15 de julho de 2026
ÓDIO NAS REDES

Crescimento de racismo nas redes durante a Copa é assustador: 13 vezes mais, aponta FIFA

Levantamento mostra explosão de mensagens abusivas durante a fase de grupos; comentários racistas representaram 11% dos ataques
Dentro de campo "Lei Vini Jr" tem sido aplicada, mas nas redes explodem ataques racistas - Foto: reprodução
Dentro de campo "Lei Vini Jr" tem sido aplicada, mas nas redes explodem ataques racistas - Foto: reprodução

Um levantamento da FIFA divulgado esta semana mostra que as redes sociais ficaram muito mais hostis durante a fase de grupos da Copa do Mundo com aumento em 13 vezes no número de ataques virtuais em comparação com o torneio de 2022 – incluindo mensagens de cunho racista que chegaram a 11%.

Os dados fazem parte do monitoramento realizado pelo Serviço de Proteção de Redes Sociais (SMPS), criado para acompanhar publicações envolvendo jogadores, treinadores, árbitros e seleções, segundo apuração da agência Reuters divulgada pela Agência Brasil.
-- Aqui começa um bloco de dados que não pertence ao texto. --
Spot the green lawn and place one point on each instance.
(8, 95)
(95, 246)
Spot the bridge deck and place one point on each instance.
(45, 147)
Aproximadamente 181 mil comentários de ódio precisaram ser ocultados das contas oficiais das seleções durante a fase de grupos.

Ataques em ritmo acelerado

Mais de seis milhões de postagens e comentários passaram pelo sistema da FIFA, um volume 33% superior ao registrado na Copa do Catar.

Depois da triagem inicial, aproximadamente 225 mil publicações foram avaliadas por moderadores. Ao final desse processo, 89 mil mensagens foram classificadas como abusivas, o que representa número 13 vezes maior que o observado em 2022.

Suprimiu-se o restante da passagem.